Figure 1: Schematic representation of on-chip ultrafast pulse amplification [1]

The process of on-chip femtosecond pulse amplification is depicted in Figure 1a: A signal light of 1.81 mW with a central wavelength of 1815 nm and a repetition frequency of 1 GHz is coupled into the amplifier and pumped by continuous light at 1610 nm in the thulium-doped alumina gain layer. This results in the final output of 116 fs pulses with an energy of 95 pJ and a spectral bandwidth of 3.5 THz. Figure 1b illustrates the pulse evolution during amplification, where the broadened pulse primarily undergoes linear transmission in the amplifier waveguide, with nonlinear effects becoming significant only towards the end of the transmission. For compact integration, as shown in Figure 1c, the total length of the amplifier waveguide structure is 12 cm, comprising approximately 10 cm of straight waveguide segments providing gain and around 2 cm of curved waveguide segments. The straight and curved waveguides are seamlessly connected by a tapered waveguide, with the optical mode field distributions at different positions displayed in Figures 1d and 1e, respectively.

Figure 2: Design schematic of the amplifier [1]

By meticulously designing the size parameters of the amplifier, such as the width of the silicon nitride waveguide and the height of the thulium-doped alumina gain layer (as shown in Figure 2a), the optical field is concentrated primarily within the gain layer during amplification in the straight waveguide segment, maximizing energy extraction. As the light propagates through the curved waveguide, the optical field is predominantly distributed within the waveguide to minimize transmission loss. Furthermore, as depicted in Figure 2b, by fine-tuning the system parameters, full positive group velocity dispersion is achieved throughout the amplifier structure, enabling efficient pulse compression. Figure 2c illustrates the evolution of the optical mode field distribution in the tapered waveguide that connects the straight and curved waveguides.

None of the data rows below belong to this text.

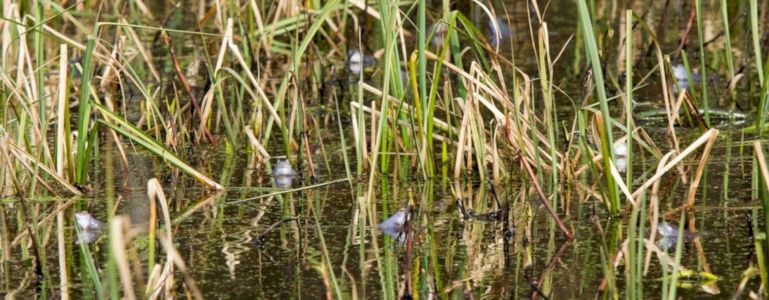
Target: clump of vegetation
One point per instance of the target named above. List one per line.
(280, 100)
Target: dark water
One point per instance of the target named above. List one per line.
(233, 250)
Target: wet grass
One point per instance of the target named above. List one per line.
(538, 150)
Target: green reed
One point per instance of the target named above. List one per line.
(84, 109)
(703, 63)
(629, 96)
(607, 139)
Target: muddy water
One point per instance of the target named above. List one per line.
(249, 242)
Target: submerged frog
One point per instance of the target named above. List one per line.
(90, 227)
(393, 226)
(86, 222)
(283, 168)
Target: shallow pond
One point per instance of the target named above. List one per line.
(465, 238)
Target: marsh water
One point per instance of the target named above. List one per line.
(471, 238)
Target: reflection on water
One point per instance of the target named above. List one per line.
(90, 227)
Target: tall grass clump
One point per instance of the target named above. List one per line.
(604, 118)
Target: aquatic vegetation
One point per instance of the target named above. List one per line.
(540, 149)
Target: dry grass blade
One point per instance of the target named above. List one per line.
(118, 238)
(705, 138)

Figure 3: Experimental test results of the amplifier [1]

After successfully fabricating the chip, the research team set up a test optical path as shown in Figure 3a and employed the FROG method to measure the time-domain characteristics of the output pulse. At a chip pump power of 700 mW, the output pulse power reached 95 mW, with a gain of approximately 17 dB. Figures 3d, 3e, and 3f present the FROG measurement and reconstruction diagrams of the original pulse, chirped pulse, and output pulse, respectively. Observing Figure 3f, it is evident that the output pulse exhibits a weak residual third-order dispersion, which the research team attributes to the limited gain bandwidth and nonlinear phase accumulation during amplification. In summary, this study demonstrates a 50-fold amplification of 1 GHz femtosecond pulses on a CMOS-compatible photonic chip with a peak power of 800 W, achieved through the optimized design of a large-mode-field gain waveguide. This research paves the way for large-scale, high-power on-chip integrated ultrafast light sources, fostering further advancements in on-chip photonics.

References:

[1] Gaafar M A, Ludwig M, Wang K, et al. Femtosecond pulse amplification on a chip[J]. 2023. DOI:10.1038/s41467-024-52057-3.